Das cheesy als muskulöse 80er-Powerballaden-Referenz gewollte Persha-Gastpiel Lipstick Masquerade unterwältigt dagegen, weil es merklich mehr galliges Gewicht provozieren will, als die Hooks tatsächlich tragen können. Zumal die Schlußphase der Platte allerdings auch bereits ihre Gravitation spüren lässt, das Spotlight des finalen Albumdrittels ganz für sich reklamiert.
Stabat Mater (eine eigentlich Spekulationen provozierende Titelwahl hinsichtlich der Bande von Hueso und Deathspell Omega) mit Sylvaine ist dort als Eröffnung einer Suite ein esoterischer Nachhall zu Garms Besuch, lässt aber hinter seinem mystischen Schleier die Schaltkreise brutzeln, bevor das so organische Sequencing ohne Nahtstellen in die typische, betont epochale, choral-jubilierende Welt von Paradisi Gloria führt. Dass der Spannungsbogen zum Beginn der Platte damit bereits rund geschlossen ist, klammert jedoch nicht den Titelsong-Abspann aus, in dem TribulationJonka Johannes Andersson ein gothisch orgelnd-pochendes Ungetüm mit Ben Koller als Rückgrat zum greinenden Deathrock dirigiert.

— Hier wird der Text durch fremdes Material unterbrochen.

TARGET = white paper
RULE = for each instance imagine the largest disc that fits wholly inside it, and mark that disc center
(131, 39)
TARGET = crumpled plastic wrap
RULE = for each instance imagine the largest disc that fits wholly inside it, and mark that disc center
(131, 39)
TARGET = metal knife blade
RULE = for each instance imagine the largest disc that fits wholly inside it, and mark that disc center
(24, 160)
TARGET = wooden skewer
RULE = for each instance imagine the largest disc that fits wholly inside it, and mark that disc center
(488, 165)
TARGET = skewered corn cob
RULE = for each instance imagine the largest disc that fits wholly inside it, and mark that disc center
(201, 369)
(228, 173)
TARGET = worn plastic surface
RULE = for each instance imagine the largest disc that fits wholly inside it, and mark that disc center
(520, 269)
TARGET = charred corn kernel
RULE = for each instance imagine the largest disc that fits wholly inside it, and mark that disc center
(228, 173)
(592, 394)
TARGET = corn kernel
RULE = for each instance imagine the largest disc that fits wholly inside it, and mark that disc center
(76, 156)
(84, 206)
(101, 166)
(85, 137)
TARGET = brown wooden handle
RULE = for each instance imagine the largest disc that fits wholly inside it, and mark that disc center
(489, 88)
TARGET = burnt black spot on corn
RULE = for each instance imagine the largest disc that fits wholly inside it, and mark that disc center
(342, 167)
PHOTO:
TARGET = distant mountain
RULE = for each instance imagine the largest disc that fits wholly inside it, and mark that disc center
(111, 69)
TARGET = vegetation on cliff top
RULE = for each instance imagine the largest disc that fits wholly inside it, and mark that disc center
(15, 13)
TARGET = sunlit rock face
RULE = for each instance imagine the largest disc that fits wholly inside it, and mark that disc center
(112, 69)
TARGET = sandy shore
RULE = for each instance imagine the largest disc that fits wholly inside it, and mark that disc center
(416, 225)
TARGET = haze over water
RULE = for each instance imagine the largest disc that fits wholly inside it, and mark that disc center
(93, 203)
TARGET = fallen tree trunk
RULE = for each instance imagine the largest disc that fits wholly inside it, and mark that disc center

Die Frage nach der Halbwertszeit lässt Leather Terror danach vorerst offen, soll ruhig die Zukunft (und vielleicht auch der finale Teil der konzeptionellen Leather-Trilogie) die Nachhaltigkeit der Platte weisen – vorerst nutzt Carpenter Brut das Momentum mit einem vor keine Herausforderungen stellenden, schnell erfassten und noch ansatzloser gefeierten Fanpleaser-Destilat, das für den breiten Konsens geeignet hinuntergeht wie süchtig machendes Slasher-Öl.